Sleep architecture and glucose and insulin homeostasis in obese adolescents

OBJECTIVE

Sleep deprivation is associated with increased risk of adult type 2 diabetes mellitus (T2DM). It is uncertain whether sleep deprivation and/or altered sleep architecture affects glycemic regulation or insulin sensitivity or secretion. We hypothesized that in obese adolescents, sleep disturbances would associate with altered glucose and insulin homeostasis.
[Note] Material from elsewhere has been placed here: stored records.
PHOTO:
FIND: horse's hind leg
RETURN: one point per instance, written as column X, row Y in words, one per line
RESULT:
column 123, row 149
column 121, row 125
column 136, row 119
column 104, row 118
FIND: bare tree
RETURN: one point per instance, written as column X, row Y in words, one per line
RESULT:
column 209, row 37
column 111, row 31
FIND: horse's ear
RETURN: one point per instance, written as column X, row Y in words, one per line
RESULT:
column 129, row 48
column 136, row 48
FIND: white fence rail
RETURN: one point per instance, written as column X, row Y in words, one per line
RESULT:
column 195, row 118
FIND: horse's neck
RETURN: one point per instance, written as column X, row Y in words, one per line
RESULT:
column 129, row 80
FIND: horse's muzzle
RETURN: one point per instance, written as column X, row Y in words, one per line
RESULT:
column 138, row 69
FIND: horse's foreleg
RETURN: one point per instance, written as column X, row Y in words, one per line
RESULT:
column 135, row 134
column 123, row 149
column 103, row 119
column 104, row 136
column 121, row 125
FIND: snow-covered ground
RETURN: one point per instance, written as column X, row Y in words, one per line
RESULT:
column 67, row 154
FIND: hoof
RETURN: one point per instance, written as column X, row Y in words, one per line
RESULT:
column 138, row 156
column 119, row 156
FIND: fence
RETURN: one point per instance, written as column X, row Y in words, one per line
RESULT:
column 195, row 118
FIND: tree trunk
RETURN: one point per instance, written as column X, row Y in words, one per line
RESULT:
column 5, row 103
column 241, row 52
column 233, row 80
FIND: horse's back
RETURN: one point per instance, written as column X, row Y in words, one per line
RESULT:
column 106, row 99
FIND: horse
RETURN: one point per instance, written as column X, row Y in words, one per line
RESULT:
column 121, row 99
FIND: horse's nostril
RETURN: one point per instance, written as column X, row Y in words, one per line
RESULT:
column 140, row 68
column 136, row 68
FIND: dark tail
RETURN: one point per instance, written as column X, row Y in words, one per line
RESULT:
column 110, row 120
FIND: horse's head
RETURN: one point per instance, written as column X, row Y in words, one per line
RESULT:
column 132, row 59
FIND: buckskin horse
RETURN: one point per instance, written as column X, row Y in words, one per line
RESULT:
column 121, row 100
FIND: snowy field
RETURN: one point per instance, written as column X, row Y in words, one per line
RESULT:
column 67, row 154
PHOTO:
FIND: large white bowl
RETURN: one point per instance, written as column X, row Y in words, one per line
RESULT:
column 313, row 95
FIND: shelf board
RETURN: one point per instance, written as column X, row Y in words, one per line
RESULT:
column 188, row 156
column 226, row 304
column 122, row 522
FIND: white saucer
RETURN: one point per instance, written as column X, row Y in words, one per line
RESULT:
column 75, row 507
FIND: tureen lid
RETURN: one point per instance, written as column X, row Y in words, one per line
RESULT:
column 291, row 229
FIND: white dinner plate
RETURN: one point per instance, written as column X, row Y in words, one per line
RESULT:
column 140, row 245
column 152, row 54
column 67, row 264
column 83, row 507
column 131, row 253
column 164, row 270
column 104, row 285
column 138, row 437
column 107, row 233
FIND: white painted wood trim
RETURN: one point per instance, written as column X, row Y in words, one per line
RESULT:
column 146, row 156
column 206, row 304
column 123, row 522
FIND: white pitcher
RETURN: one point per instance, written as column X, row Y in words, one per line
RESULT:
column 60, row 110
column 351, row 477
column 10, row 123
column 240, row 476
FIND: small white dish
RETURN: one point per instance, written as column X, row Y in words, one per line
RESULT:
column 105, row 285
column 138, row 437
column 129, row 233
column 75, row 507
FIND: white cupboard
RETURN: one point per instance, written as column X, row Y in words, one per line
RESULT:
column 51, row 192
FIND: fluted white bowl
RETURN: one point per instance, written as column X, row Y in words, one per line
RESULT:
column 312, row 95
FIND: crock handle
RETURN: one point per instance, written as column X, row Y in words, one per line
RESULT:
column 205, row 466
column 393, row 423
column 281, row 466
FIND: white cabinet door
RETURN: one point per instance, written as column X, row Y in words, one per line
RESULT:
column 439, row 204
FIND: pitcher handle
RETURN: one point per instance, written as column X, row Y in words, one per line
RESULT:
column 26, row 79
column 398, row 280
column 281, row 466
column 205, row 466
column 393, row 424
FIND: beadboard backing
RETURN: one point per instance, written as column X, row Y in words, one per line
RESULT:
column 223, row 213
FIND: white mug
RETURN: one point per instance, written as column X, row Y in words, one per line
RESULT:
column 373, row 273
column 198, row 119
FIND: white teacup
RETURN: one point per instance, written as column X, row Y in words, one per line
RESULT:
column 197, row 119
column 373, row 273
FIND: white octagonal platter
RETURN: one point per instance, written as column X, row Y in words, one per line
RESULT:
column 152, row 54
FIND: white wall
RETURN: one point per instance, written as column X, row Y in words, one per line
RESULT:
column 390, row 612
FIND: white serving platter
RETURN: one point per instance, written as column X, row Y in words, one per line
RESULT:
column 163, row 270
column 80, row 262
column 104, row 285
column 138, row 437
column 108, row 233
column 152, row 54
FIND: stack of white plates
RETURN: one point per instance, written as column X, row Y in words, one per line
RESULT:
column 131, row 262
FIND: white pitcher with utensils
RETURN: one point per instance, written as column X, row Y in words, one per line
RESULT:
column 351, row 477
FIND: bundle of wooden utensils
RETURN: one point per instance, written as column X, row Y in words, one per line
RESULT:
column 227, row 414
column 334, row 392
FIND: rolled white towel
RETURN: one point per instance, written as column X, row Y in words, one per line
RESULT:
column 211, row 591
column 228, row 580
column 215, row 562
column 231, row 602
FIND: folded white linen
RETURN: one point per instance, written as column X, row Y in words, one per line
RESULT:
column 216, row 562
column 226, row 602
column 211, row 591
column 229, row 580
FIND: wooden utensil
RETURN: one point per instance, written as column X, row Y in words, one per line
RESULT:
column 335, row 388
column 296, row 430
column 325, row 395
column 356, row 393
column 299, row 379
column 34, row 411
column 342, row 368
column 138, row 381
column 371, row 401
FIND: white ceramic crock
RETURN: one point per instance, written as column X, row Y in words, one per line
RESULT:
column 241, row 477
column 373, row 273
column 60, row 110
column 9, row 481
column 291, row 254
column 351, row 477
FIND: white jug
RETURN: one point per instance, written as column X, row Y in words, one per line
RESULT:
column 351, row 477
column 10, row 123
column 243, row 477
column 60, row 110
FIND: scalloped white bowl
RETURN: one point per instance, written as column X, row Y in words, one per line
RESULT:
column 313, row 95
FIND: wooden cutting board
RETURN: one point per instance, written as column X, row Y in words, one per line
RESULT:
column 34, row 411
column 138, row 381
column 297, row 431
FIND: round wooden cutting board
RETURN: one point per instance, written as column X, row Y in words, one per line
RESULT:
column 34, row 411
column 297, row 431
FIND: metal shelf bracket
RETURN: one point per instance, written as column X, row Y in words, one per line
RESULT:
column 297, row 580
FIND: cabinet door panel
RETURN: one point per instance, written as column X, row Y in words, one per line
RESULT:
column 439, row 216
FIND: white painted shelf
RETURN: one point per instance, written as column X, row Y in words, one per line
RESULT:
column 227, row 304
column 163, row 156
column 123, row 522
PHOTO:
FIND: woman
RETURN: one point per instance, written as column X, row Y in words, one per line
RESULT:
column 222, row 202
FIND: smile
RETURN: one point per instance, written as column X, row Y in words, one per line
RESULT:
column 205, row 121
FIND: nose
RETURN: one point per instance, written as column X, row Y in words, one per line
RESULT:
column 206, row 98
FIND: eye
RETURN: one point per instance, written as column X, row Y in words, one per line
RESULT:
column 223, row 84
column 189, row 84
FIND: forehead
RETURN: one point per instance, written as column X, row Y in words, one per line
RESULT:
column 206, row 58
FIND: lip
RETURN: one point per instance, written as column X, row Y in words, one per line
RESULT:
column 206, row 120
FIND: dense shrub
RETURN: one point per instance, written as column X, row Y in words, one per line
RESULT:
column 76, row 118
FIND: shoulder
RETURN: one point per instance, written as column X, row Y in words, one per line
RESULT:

RESEARCH DESIGN AND METHODS

This cross-sectional observational study of 62 obese adolescents took place at the Clinical and Translational Research Center and Sleep Laboratory in a tertiary care children’s hospital. Subjects underwent oral glucose tolerance test (OGTT), anthropometric measurements, overnight polysomnography, and frequently sampled intravenous glucose tolerance test (FSIGT). Hemoglobin A_1c (HbA_1c) and serial insulin and glucose levels were obtained, indices of insulin sensitivity and secretion were calculated, and sleep architecture was assessed. Correlation and regression analyses were performed to assess the association of total sleep and sleep stages with measures of insulin and glucose homeostasis, adjusted for confounding variables.

RESULTS

We found significant U-shaped (quadratic) associations between sleep duration and both HbA_1c and serial glucose levels on OGTT and positive associations between slow-wave sleep (N3) duration and insulin secretory measures, independent of degree of obesity, pubertal stage, sex, and obstructive sleep apnea measures.

CONCLUSIONS

Insufficient and excessive sleep was associated with short-term and long-term hyperglycemia in our obese adolescents. Decreased N3 was associated with decreased insulin secretion. These effects may be related, with reduced insulin secretory capacity leading to hyperglycemia. We speculate that optimizing sleep may stave off the development of T2DM in obese adolescents.Sleep deprivation is endemic; 9.3% of U.S. adults sleep <6 h per night (1), and 75% of high-school seniors report getting insufficient sleep (2). This cumulative societal sleep curtailment is significant, as sleep deprivation is associated with a number of metabolic consequences: increased predisposition to obesity (3) and insulin resistance (IR) (4) in both adults and children, increased risk of type 2 diabetes mellitus (T2DM) in adults (5), and higher fasting glucose in young adults with preexisting diabetes (6). The metabolic consequences of insufficient sleep may be the result of a lack of total sleep or insufficiency of a certain sleep component. The American Academy of Sleep Medicine recognizes four different sleep stages indicated as follows: stage 1 (N1), a brief transition between wake and sleep; stage 2 (N2); stage 3 (N3), “slow-wave” or “deep” sleep; and rapid eye movement (REM) (dream) sleep. In adult studies, cerebral glucose utilization declines (7) and plasma glucose rises (8) in N3 sleep. One pediatric study found a negative association between REM sleep duration and obesity (9), but there is little pediatric data on sleep architecture and glucose and insulin homeostasis. A potential confounding factor is obstructive sleep apnea (OSA), a syndrome more common in obesity in which upper airway obstruction leads to sleep fragmentation and desaturation (10). OSA has been associated with T2DM risk in adults (10) and with IR in children (11,12). We hypothesized that in obese adolescents (who are at risk for T2DM), altered sleep architecture is associated with abnormalities of insulin secretion and sensitivity and of glucose homeostasis independently of confounding factors (e.g., degree of obesity, presence of OSA, sex, and pubertal stage). Therefore, the aim of our study was to investigate the relationship between sleep architecture and insulin secretion and sensitivity and overall glycemia in this population.